Foi por aí um alarido porque um escritor francês desconhecido declarou, em entrevista à Marie Claire, que aborrecia as mulheres com mais de 50 anos. As pessoas ocupam-se com assuntos assim. Fui ler a entrevista: a peça tem a densidade e o tamanho de um inquérito de praia e Yann Moix (assim se chama o escritor) não é agressivo nem se exibe. Confessa os seus gostos, que são, aliás, bastante estritos: só mulheres entre os 25 e os 50 anos. Mas até se declara “prisioneiro” de uma “maldição”. Tal não chegou, contudo, para aplacar as fúrias. A porta-voz do partido de Macron chamou-lhe grosseiro. Valérie Trierweiler, a mulher que foi enganada por François Hollande, citou uma capa heróica do Charlie-Hebdo sobre a falocracia. E uma jornalista parisiense publicou no Instagram a fotografia de um rabo, supõe-se que o dela. Até em Portugal houve indignação, particularmente nos jornais e nos bares da Baixa, e Ricardo Araújo Pereira dignou-se falar do assunto no Governo Sombra, o que é, honestamente, mais do que um escritor francês desconhecido pode esperar. (Fica também para RAP o prémio de Marialva do Ano pelo comentário: “Mais ficam!”)

Todo este tumulto distrai daquilo que é mais interessante no caso. Entre as afirmações de Moix na entrevista há coisas potencialmente muito mais ofensivas do que dizer que não gosta de mulheres com mais de 50 anos. Moix diz, por exemplo, que só gosta de mulheres asiáticas. E que muda periodicamente de namorada porque as mulheres “se gastam” e o desejo acaba. Por junto, temos aqui racismo e objectificação. Seria de esperar escândalo e fúria. Mas ninguém se irritou.
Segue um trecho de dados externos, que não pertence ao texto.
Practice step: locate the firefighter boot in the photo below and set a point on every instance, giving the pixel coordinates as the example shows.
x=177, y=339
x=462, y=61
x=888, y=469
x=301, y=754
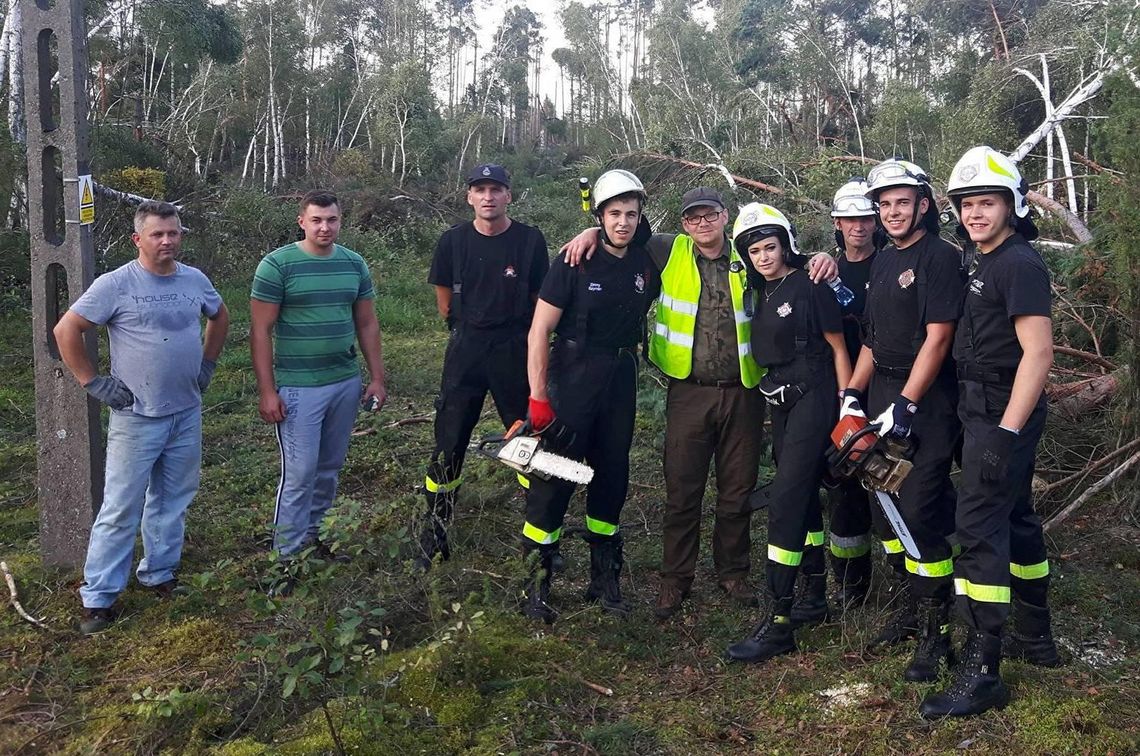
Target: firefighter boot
x=433, y=535
x=934, y=642
x=811, y=604
x=1032, y=639
x=976, y=687
x=902, y=623
x=605, y=563
x=772, y=637
x=853, y=576
x=537, y=594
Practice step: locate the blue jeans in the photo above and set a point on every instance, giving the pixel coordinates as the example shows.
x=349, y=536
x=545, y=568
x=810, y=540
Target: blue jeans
x=314, y=440
x=153, y=468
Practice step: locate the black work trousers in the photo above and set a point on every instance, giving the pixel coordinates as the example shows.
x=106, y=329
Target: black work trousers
x=702, y=423
x=1002, y=544
x=475, y=362
x=926, y=498
x=800, y=436
x=594, y=392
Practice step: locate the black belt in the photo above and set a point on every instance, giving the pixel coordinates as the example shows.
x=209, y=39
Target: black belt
x=733, y=383
x=893, y=372
x=994, y=375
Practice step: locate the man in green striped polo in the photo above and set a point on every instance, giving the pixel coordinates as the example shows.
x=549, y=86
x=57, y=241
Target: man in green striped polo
x=310, y=307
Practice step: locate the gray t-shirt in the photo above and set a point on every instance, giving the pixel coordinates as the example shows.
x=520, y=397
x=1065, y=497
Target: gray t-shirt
x=155, y=327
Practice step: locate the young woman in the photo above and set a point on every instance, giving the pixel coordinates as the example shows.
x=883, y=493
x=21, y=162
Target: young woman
x=1003, y=349
x=587, y=380
x=798, y=336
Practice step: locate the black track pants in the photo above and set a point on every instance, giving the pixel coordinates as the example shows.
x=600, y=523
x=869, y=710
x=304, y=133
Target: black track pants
x=926, y=500
x=595, y=395
x=1002, y=544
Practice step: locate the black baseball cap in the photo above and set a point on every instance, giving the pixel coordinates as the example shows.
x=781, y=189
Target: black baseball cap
x=702, y=196
x=489, y=172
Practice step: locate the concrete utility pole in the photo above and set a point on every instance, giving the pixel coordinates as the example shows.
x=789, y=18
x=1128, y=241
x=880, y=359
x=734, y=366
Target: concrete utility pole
x=60, y=211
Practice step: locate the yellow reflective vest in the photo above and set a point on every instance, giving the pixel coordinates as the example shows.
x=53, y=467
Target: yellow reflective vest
x=670, y=347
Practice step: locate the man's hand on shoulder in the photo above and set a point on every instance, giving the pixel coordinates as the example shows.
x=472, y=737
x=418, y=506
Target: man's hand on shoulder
x=374, y=397
x=580, y=248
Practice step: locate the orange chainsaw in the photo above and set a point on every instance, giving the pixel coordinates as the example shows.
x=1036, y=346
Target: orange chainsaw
x=879, y=463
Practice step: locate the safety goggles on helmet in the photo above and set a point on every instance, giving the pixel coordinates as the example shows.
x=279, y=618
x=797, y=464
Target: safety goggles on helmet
x=895, y=172
x=851, y=200
x=984, y=170
x=756, y=221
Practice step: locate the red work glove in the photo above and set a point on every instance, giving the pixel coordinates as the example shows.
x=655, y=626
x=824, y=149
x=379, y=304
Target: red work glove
x=539, y=413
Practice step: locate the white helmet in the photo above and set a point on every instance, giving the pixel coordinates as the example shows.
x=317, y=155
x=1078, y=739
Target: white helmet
x=851, y=200
x=616, y=183
x=757, y=221
x=983, y=170
x=896, y=172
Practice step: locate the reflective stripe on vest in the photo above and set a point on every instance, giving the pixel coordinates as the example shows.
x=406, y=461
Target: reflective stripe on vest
x=670, y=347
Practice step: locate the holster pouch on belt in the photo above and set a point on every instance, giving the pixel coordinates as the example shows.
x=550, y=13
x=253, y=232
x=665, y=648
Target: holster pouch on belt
x=781, y=395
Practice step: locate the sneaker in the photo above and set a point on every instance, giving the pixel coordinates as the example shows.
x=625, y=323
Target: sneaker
x=668, y=601
x=741, y=591
x=96, y=620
Não houve um sobressalto! Só a questão dos 50 anos agitou os espíritos. Isto é muito interessante. A falta de reacção ao racismo, evidente no gosto exclusivo por mulheres asiáticas, pode ser explicada pelo facto de se tratar de discriminação a favor de uma “minoria”. Já se sabe que as discriminações não são todas iguais, há-as más e há-as “positivas”. Mas o desinteresse pela forma como Moix fala em mulheres “gastas”, como se falasse de um vestido fanado, é fantástico. A conclusão que se impõe é que a acusação de velhice é tão grave que anula qualquer outra ofensa. Ser velha é mais grave do que ser objecto sexual!

Adiante. Eu entendo o francês. O problema dele não são as mulheres. O problema dele são os 50 anos. Os dele. Sendo um homem de superfícies (como se vê pela fixação que confessa pelas qualidades da pele: a cor, a textura, o uso), não lhe é fácil encontrar lenitivo para as angústias da meia idade. Isso não é contraditório com o facto de ser escritor. Em França tudo passa por literatura, desde que seja adequadamente monótono e ilegível.